Cependant, il existe une situation fortement préjudiciable au département de l’Agriculture qui est confronté à une absence de contrôles assidus et réguliers, au nombre peu élevé des missions de contrôle et d’audit menées par les services de contrôle externe et qui portent essentiellement sur les aspects financiers.

Il apparaît alors nécessaire de doter ce département d’un outil de contrôle interne, de promotion et de renforcement des capacités des acteurs du secteur du développement rural.
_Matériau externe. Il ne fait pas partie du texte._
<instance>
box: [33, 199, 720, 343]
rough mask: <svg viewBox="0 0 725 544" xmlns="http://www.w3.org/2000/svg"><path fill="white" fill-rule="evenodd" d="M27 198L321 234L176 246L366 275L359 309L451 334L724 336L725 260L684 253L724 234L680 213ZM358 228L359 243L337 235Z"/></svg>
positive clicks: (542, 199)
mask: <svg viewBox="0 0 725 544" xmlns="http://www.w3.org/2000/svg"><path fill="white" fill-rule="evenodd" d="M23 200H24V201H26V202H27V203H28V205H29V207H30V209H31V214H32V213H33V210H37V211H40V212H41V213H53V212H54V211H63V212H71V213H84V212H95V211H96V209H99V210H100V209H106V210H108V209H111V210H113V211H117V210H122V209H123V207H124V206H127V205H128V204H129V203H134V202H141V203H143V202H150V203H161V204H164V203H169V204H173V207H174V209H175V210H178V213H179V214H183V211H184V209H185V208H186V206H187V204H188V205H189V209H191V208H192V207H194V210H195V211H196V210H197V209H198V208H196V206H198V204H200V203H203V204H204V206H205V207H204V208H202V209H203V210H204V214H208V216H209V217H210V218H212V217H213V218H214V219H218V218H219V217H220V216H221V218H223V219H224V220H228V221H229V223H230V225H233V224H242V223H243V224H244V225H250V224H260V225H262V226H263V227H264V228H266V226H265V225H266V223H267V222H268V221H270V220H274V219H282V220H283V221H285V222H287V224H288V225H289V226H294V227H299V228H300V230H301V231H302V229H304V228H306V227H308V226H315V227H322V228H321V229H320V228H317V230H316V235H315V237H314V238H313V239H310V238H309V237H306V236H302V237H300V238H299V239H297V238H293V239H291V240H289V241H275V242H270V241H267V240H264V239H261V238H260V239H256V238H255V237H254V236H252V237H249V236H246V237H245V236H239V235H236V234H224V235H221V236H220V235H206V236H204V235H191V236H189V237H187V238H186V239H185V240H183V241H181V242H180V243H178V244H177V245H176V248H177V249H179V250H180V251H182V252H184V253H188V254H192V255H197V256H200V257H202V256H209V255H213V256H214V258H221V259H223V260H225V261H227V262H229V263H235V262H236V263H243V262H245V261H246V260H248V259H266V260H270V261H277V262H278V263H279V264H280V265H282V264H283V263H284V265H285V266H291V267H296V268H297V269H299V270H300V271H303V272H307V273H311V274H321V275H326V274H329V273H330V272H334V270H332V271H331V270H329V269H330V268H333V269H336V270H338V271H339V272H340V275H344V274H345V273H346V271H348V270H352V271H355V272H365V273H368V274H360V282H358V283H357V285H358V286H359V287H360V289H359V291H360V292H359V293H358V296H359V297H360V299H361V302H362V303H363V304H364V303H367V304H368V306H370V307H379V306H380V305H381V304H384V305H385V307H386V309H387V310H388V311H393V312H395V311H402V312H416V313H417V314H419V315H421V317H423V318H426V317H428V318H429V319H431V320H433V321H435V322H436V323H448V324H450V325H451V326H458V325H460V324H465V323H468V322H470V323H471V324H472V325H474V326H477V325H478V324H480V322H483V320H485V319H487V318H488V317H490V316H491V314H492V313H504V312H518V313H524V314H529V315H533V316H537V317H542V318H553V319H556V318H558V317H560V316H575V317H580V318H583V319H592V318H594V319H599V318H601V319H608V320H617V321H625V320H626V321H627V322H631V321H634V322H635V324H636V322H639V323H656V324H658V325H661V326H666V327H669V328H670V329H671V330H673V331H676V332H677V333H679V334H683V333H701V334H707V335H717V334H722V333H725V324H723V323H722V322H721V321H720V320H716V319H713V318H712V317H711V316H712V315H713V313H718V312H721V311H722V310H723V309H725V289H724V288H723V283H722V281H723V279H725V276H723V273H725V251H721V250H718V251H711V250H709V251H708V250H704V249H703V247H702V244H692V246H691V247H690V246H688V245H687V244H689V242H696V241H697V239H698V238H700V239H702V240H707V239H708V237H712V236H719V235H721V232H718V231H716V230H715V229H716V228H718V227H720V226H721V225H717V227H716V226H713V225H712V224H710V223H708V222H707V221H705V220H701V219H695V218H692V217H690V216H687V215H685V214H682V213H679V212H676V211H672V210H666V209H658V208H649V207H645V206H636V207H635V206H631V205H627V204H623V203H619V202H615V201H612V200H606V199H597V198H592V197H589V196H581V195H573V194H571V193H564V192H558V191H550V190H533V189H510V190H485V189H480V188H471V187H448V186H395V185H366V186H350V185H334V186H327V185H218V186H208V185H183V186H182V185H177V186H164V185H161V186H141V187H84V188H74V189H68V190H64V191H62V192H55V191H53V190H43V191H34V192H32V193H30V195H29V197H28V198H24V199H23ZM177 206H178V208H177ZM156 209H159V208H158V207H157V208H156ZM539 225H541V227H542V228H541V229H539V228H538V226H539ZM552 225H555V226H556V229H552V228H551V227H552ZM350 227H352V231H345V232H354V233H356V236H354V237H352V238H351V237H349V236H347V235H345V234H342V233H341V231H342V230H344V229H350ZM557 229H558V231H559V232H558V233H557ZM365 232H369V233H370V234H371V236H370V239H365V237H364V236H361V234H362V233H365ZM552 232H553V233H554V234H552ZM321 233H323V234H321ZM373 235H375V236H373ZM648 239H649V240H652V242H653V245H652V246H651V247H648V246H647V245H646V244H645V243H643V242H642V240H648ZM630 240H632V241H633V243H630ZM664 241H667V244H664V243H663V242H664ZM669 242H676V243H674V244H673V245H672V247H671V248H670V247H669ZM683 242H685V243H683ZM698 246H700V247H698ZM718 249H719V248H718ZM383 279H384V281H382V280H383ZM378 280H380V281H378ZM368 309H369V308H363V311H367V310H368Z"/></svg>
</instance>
L’Inspection de contrôle aura comme missions de contrôler le fonctionnement et l’action des services et organismes relevant du département, de veiller au respect et à l’application des dispositions législatives et réglementaires relatives à la gestion administrative, financière et matérielle, enfin d’assister les services et le personnel par les conseils de gestion ou d’aide à l’organisation ou par la mise en œuvre de programmes d’information et de formation pouvant contribuer au renforcement de leurs capacités et à une gestion saine des services et des deniers publics.

Après les explications du ministre Tiémoko Sangaré sur les différentes préoccupations, les députés ont adopté à l’unanimité ce projet de loi.